One would note the wordings of the ITA 2004 are not substantially different from the Ugandan Income Tax Act. More importantly, the cardinal principle of statutory interpretation which states that a specific provision overrides a general provision, is part of the law in the United Republic. It is interesting to note that section 3 of the ITA 2004 starts with the words: “In this Act, unless the context requires otherwise ….”. This means that whereas, the definition of ‘payment’ under section 3 of the ITA 2004, includes the creation of an asset into another person, which TRA has always used to form the basis of their position, is subject to the context required under section 83 of the ITA 2004. The context in that section, requires withholding tax to be withheld when it is paid and not otherwise. Section 3, being an interpretation section, cannot take precedence over section 83 of the ITA 2004, which is a specific provision. TRA also relies on section 23 (1) of the ITA 2004, which requires a corporation to account for income tax purposes on accrual basis. However, such reliance is incorrect on two basis: first, it is cardinal principal of taxation, that an accounting entry cannot create an income, unless it has actually resulted. Income tax is a tax on income, and a hypothetical income is not income for the purpose of levy of tax. Second, section 23 of the ITA 2004, just like section 3, being general provisions cannot override section 83 of the ITA 2004, being a specific provision.

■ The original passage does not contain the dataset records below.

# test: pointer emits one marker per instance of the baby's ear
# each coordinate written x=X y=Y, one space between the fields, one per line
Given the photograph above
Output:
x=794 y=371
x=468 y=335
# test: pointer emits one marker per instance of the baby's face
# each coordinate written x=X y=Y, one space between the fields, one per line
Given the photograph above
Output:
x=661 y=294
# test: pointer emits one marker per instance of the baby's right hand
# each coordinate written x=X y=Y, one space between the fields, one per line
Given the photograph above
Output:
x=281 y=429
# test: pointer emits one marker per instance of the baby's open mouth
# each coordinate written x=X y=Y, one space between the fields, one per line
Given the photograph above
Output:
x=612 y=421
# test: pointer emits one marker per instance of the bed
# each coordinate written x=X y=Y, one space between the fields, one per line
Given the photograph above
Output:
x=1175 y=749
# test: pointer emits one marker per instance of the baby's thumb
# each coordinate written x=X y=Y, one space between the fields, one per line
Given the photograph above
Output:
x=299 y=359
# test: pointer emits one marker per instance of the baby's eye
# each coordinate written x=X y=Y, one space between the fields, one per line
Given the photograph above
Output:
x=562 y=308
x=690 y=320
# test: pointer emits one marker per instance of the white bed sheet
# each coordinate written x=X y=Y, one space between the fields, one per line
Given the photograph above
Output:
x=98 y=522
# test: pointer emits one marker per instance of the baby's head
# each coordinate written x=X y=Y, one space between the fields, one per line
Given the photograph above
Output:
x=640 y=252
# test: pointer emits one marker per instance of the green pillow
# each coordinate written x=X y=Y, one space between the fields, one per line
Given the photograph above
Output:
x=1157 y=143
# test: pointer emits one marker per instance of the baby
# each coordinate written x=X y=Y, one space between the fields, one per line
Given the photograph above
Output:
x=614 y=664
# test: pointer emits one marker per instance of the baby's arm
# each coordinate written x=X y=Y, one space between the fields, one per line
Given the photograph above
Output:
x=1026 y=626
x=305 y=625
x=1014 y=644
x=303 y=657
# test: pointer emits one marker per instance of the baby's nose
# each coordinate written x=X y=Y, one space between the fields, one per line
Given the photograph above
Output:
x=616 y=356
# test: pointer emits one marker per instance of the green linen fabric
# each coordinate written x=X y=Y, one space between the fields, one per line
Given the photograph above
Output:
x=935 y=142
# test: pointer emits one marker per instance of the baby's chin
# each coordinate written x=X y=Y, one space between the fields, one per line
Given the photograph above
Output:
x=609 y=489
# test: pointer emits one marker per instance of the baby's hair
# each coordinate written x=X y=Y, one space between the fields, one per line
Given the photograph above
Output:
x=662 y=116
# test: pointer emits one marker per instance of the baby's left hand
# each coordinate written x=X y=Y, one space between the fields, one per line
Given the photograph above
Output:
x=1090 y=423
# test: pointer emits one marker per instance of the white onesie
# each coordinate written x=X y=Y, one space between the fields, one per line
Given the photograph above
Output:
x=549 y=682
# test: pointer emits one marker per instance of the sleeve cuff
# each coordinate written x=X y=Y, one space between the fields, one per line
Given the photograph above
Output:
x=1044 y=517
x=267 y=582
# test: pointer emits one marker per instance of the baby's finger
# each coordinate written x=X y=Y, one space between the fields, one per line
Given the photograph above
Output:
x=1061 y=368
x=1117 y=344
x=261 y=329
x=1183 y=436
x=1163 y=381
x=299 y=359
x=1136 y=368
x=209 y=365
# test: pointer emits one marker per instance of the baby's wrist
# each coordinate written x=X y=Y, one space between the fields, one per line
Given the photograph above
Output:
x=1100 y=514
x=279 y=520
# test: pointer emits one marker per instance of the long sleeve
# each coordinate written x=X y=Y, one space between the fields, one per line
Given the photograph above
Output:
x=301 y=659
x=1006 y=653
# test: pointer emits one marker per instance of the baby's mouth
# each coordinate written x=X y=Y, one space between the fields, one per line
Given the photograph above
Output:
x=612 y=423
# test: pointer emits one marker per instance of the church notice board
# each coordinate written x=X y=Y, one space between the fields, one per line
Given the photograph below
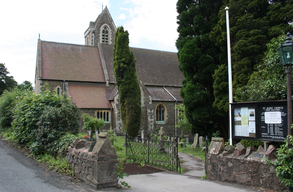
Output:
x=265 y=121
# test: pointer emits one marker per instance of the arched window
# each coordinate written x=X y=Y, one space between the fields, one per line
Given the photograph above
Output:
x=105 y=35
x=58 y=90
x=160 y=114
x=103 y=115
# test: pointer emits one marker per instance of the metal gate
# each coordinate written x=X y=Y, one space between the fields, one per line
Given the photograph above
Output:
x=157 y=153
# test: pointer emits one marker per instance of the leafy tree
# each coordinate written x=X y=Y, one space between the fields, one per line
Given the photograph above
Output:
x=6 y=82
x=92 y=124
x=126 y=80
x=253 y=24
x=41 y=119
x=25 y=86
x=198 y=57
x=8 y=101
x=269 y=81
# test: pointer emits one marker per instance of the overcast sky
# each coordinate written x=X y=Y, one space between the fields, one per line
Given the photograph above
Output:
x=151 y=24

Based on our analysis, the Ugandan decision will assist tax adjudication bodies in Tanzania to appreciate the correct and pragmatic approach as to the correct incidence of taxation when it comes to withholding taxes. Lawhill & Co. Advocates commends the approach taken by the Tax Appeals Tribunal of Uganda in developing tax jurisprudence based on the established and long-tested principles of income taxation. This timing obligation to withhold taxes is not limited to interest on loan, but it covers all withholding obligations such as rent, premium, and service fees. Taxpayers are encouraged to rely on the Ugandan jurisprudence and the general principle of statutory interpretation in defending assessment regarding withholding taxes that are issued on payments which have not been paid and their associated interest for late payment.